Why do I have to answer? Isn’t this a violation of my privacy? Perhaps, but it doesn’t matter at the moment, because the proceedings are authorized under an article of the law approved by the National Assembly. And since when has this article existed? Allow me to remind you that five years ago it was amended in view of the panic unleashed by the other virus. Or have you forgotten that this country was second in case numbers and the death rate was 30%?
And if I say no? There is no choice but to answer: your secrets, or the possibility of the virus multiplying in silence among the population; the chance of an eventual death. So, contacts are established, people who were within two meters of the patient at least fifteen minutes after they began to show the first symptoms. A face-to-face encounter, or an exchange of fluids, is considered a definite contact.

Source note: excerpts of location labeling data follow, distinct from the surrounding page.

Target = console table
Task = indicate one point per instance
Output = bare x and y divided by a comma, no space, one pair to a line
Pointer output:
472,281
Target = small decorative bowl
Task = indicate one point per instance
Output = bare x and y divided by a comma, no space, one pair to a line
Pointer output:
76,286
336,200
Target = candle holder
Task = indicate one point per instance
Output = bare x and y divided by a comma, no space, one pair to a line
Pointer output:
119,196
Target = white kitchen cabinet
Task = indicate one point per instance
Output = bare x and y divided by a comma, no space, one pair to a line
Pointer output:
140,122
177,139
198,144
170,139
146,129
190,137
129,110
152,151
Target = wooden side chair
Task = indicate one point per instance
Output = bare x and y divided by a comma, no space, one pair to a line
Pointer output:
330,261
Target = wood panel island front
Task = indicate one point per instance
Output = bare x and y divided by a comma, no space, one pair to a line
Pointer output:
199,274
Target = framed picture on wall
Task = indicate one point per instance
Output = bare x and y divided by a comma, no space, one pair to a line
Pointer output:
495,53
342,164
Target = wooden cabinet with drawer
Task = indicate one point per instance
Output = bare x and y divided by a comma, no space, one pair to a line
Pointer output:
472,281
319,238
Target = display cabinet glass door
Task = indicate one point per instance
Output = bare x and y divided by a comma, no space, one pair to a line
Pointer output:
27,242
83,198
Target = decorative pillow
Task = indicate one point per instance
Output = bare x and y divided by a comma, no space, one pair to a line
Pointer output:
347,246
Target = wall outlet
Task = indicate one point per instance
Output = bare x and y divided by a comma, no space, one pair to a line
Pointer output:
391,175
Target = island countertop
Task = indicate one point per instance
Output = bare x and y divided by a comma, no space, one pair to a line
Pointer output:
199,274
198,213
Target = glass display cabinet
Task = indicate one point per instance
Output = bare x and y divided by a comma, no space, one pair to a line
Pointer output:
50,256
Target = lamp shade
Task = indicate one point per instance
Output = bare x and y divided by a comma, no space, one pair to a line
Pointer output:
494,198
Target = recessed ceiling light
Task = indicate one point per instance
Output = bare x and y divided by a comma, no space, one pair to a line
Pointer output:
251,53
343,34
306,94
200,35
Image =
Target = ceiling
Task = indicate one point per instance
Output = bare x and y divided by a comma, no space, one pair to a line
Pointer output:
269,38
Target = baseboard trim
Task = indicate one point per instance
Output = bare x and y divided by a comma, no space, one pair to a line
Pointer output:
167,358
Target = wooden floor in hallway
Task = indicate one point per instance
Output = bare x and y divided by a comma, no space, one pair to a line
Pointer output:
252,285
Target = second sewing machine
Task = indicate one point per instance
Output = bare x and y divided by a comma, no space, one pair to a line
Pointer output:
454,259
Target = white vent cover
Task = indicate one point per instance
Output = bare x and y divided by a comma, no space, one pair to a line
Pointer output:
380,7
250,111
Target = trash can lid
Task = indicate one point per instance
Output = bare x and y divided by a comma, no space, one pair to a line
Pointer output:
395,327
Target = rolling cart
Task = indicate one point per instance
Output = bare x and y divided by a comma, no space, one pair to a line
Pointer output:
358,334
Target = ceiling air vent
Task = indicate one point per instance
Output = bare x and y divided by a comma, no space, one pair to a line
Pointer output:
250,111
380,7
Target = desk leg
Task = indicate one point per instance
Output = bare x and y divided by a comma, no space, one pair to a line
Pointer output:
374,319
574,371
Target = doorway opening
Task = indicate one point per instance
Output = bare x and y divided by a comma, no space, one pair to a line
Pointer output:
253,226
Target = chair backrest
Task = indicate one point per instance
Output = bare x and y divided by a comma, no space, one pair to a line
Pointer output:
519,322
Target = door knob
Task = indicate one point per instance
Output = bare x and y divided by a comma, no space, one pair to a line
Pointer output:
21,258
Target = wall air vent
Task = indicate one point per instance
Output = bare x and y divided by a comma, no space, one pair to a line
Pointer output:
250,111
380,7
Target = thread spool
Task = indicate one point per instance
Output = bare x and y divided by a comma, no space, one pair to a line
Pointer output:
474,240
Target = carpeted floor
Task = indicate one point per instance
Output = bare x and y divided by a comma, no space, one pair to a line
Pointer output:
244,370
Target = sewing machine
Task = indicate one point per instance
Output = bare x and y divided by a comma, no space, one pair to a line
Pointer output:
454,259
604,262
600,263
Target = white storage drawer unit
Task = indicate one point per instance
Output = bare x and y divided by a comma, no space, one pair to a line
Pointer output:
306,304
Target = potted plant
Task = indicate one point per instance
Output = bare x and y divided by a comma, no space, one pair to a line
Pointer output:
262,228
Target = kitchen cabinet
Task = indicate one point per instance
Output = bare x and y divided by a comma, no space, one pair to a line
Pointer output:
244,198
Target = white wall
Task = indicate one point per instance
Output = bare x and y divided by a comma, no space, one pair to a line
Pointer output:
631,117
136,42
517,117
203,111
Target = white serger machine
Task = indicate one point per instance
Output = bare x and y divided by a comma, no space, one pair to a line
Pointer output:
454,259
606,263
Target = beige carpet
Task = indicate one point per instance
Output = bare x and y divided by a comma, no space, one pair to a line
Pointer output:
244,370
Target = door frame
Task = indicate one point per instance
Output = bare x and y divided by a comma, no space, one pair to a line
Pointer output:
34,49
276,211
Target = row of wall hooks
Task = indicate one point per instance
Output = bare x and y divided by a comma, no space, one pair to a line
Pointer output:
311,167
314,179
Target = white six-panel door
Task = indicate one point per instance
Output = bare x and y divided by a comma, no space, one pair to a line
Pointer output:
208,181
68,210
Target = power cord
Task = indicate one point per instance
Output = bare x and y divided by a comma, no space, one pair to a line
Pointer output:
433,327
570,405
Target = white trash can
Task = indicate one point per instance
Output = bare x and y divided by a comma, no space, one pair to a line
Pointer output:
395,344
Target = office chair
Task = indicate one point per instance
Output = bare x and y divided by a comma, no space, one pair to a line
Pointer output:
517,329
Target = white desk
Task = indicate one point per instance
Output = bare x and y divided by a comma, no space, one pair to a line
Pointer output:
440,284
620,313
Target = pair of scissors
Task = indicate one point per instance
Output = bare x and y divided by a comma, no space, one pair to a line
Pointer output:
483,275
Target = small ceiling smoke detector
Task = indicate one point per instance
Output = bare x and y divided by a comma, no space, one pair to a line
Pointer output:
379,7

Once the contact list is complete, detectives and agents of the KCDC (the Korea Centers for Disease Control and Prevention) go out in search of each and every one, to give them the test. They make phone calls, send text messages, scope out alleyways, knock on doors. Meanwhile, the complete itinerary—including the sex and age of the infected person, but not their name—is published on an official website so members of the public know, if they were close and they show symptoms, to call the emergency line. Someone is always watching us. But we are also eager to see without being seen, to know about other lives while revealing nothing about our own. How about that hotel where that man went before he showed symptoms? Is it really a hotel, or one of the so-called “love hotels” where certain couples meet?
*
I go out to get a sweet bean bun for breakfast. I count the closed-circuit cameras between my apartment and the minimarket on the corner. In two hundred meters, I identify an official police device—if I get close, a voice reminds me not to litter in this sector—and four cameras at the entrances to restaurants and shops. In Korea, robberies are so rare you could count them on a child’s abacus. In the minimarket, with my sweet bean bun in hand, I pass my debit card to the lady at the register. It costs just 3,000 won (less than three euros). I’m just like any Korean in that I almost never pay in cash. I go weeks without seeing a single paper bill. Really, the KCDC investigators have easy jobs. We leave breadcrumbs in our path and don’t know it.
*
The cubital fossa. That’s the name of the fold in your elbow where you have to sneeze. I search for it on an engraving we bought on a trip, one of our little treasures. It was once part of an old anatomy treatise by Juan Valverde, dating from 1608. Now it’s hanging in the corridor between the bathroom and the living room. Every time I walk past, I spend a few seconds looking at it. In the engraving, some of the muscles of a man’s extremities are peeling off like the wilting leaves of an aloe. A couple of them fall from his legs and blend in with the plants and rocks on the ground. It’s as beautiful as it is terrifying.
*
I have to start planning my translation classes. Soon, the government institute I work for will be starting its semester. I think about possible lectures. I remember City of Ash and Red by Pyun Hye-Jeong. On the first page I read, not untroubled: “The man figured the news back home was right: no matter how strong the virus was, he had nothing to worry about as long as he kept his hands clean.”